前述した通り、 SRE では開発担当者と運用担当者など、複数部署の担当者が連携しながらプロジェクトを進めます。そのため、特定の部署だけでアクションを進めることは困難であり、 SRE に特化した専門チームの結成が重要なポイントになります。

また、「 SRE の実現」という共通目的を持ったチームを作ることで、 SRE プロジェクトの進捗を組織として適切に管理できるようになるため、結果として迅速かつ高精度な SRE の実現に繋がります。

なお、 SRE チームの構成を考える際には、プロダクト横断的なチームを結成することも有効な手段になります。
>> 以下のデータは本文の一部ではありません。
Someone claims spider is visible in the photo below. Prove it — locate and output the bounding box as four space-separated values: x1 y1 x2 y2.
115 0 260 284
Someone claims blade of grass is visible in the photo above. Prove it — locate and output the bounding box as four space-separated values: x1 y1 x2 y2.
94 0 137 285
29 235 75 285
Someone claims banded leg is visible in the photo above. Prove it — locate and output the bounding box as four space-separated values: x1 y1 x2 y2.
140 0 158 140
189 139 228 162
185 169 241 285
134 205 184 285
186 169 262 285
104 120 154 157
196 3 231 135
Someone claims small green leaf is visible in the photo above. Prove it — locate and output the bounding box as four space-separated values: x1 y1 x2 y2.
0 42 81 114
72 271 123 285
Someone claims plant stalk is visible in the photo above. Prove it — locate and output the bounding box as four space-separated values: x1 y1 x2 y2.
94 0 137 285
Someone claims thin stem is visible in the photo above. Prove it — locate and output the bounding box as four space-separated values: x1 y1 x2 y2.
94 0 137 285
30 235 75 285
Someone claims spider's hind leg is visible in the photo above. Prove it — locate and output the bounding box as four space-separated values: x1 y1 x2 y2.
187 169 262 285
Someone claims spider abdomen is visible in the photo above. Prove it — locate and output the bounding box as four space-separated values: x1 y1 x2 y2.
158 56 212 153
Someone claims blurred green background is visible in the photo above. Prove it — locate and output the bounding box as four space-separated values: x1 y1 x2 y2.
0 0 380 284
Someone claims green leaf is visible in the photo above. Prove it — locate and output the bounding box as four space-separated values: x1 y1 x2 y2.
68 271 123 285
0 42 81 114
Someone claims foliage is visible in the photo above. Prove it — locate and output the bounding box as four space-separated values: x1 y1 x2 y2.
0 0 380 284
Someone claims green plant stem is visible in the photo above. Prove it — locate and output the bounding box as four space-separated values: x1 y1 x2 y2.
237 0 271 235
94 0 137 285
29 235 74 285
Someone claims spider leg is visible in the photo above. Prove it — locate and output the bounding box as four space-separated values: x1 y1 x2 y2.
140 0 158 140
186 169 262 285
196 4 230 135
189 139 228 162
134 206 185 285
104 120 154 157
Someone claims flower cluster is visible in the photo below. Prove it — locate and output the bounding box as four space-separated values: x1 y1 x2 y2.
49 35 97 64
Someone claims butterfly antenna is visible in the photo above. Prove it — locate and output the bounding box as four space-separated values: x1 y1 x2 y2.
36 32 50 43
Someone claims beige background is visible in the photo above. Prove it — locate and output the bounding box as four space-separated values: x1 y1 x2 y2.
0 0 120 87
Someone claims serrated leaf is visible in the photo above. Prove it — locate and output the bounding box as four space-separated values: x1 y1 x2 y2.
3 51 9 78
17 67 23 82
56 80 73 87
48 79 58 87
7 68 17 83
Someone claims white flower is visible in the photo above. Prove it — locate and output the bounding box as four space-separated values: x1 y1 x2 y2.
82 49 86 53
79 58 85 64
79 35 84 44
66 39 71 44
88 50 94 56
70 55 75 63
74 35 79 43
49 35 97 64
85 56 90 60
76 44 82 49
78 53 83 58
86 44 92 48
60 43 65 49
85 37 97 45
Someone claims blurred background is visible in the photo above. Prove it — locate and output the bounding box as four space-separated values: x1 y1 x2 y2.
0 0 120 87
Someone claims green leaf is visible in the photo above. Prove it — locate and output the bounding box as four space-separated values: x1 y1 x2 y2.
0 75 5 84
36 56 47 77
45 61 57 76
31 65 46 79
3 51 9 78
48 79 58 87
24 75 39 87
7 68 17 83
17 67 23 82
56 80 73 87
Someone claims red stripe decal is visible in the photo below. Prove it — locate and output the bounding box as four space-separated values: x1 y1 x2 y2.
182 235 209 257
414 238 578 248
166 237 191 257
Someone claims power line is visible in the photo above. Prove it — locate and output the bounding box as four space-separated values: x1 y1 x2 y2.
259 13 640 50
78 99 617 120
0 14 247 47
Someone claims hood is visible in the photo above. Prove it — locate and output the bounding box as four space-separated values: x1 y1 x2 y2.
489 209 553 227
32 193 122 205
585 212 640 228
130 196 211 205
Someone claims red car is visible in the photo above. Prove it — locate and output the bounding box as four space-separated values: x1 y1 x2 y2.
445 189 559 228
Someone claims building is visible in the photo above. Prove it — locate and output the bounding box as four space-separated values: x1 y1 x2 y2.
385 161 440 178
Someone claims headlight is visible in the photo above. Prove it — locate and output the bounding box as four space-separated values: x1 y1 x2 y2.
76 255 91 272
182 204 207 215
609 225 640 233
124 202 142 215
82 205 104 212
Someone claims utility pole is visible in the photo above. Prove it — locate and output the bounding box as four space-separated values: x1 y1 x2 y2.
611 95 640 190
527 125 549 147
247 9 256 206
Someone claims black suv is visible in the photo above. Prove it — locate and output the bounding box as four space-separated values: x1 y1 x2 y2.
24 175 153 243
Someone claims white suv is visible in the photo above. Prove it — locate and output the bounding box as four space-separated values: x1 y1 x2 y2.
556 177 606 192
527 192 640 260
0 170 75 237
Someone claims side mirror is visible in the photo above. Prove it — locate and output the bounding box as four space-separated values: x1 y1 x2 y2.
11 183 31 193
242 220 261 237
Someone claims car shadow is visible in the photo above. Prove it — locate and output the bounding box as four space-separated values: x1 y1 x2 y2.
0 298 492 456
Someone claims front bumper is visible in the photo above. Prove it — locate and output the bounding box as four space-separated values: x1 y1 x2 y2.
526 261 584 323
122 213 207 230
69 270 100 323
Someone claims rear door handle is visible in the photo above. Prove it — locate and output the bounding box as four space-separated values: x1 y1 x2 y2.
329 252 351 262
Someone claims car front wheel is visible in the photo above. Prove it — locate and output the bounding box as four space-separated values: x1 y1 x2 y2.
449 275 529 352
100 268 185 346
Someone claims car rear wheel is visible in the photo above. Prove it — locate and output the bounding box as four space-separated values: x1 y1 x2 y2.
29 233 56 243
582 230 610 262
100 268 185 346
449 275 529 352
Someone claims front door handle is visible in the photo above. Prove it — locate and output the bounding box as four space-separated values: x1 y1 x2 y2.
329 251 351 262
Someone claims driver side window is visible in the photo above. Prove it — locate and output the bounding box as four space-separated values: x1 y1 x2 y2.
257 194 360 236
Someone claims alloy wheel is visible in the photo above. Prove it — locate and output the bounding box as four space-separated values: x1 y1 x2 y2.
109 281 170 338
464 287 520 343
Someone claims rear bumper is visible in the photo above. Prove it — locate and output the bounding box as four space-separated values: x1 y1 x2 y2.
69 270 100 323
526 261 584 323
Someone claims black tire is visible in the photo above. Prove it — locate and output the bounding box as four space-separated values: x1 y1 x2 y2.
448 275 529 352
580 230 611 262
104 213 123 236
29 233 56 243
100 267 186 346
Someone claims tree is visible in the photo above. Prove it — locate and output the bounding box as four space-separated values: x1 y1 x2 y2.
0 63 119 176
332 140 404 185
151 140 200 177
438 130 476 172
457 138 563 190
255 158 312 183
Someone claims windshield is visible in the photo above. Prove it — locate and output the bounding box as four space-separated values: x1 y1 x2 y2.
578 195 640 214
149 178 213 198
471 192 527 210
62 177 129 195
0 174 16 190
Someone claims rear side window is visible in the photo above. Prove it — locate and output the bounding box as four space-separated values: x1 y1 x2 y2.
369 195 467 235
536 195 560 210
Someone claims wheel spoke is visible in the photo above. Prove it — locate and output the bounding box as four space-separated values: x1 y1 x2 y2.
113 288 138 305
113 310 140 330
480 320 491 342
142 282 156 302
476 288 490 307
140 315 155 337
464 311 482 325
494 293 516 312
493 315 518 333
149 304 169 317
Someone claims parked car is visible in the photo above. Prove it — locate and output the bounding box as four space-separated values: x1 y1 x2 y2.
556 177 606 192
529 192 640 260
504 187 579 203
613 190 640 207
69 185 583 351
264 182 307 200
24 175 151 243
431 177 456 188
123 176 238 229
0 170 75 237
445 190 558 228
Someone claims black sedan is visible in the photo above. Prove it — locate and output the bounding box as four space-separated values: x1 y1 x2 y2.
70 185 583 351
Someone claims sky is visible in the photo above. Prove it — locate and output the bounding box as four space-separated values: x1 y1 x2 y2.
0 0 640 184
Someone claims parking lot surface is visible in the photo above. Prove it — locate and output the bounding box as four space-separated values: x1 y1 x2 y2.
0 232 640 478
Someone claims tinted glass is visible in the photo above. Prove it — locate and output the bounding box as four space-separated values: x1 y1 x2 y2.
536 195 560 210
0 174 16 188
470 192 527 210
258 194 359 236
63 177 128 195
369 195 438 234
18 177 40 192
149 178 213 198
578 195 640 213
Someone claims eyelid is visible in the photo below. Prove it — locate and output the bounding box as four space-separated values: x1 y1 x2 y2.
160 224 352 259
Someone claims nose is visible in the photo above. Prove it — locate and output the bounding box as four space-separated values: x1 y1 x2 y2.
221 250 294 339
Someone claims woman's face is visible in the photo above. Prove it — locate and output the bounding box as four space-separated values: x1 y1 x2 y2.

例えば、 SRE チームの担当者を開発チームにも所属させて、それぞれ「 0.5 」ずつの割合で兼務するようなケースが該当します。

このように、

  • SRE 担当者を開発チームのみの所属にする
  • SRE 担当者を開発チームとは別の SRE チームに所属させる
  • SRE 担当者を SRE チームと開発チームで兼任させる
  • SRE 担当者をプロダクトチームのみの所属にする
  • SRE 担当者を全プロダクト共通のチームに所属させる

など、 SRE チームを検討する場合は、様々な選択肢が存在しますが、その会社の事業・サービス、状況によって最適な体制は異なるため、ここでは詳細説明は割愛させていただきます。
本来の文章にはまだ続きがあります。